Landauf, landab geht es in den nächsten Tagen um die Bürgermeisterposten. 1026 schleswig-holsteinische Gemeinden haben ehrenamtliche Bürgermeister, und deren Amtszeit endete mit der Kommunalwahl. Bei der Neubesetzung werden die etablierten Partien nicht mehr viel mitzureden haben. Gerade auf dieser kommunalen Ebene sind sie auf dem Rückzug. Sie überlassen das Feld den Wählergemeinschaften. Ein Beispiel: Sozialdemokraten kandidierten 1990 noch in 639 Gemeinden, gestern waren es nur noch 448. Die Wählergruppen dagegen haben 2008 erstmals die Mehrheit aller Mandate im Land bekommen - 51,7 Prozent.
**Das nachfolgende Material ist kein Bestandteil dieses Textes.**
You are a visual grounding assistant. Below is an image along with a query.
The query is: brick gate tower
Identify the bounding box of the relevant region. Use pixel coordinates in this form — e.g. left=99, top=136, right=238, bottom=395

Diesmal werden es wohl noch mehr sein. Denn weil es bei Kommunalwahlen seit 2008 keine Fünfprozenthürde gibt, gelingt kleinen Gruppierungen immer häufiger der Sprung in die Parlamente.

2,35 Millionen Schleswig-Holsteiner waren zur Wahl aufgerufen - seit 1949 die höchste Zahl der Wahlberechtigten im Land. Ursache ist das Bevölkerungswachstum, besonders die Gemeinden am Rand von Hamburg erfreuen sich seit Jahren eines starken Zuzugs. Im Kreis Stormarn stieg die Zahl der Wahlberechtigten im Vergleich zur Kommunalwahl vor fünf Jahren um 3,8 Prozent, im Kreis Pinneberg waren es 3 Prozent, im Kreis Segeberg immerhin 2,4 Prozent.

Die Wahlbeteiligung sank dennoch weiter. Bei der Kommunalwahl 1994 stimmten noch 70,5 Prozent der Wahlberechtigten ab. 1998 waren es 62,8 Prozent, fünf Jahre später immerhin noch 54,5 Prozent. Nach 49,5 Prozent im Jahr 2008 nun ein neuerlicher Tiefpunkt: 46,5 Prozent.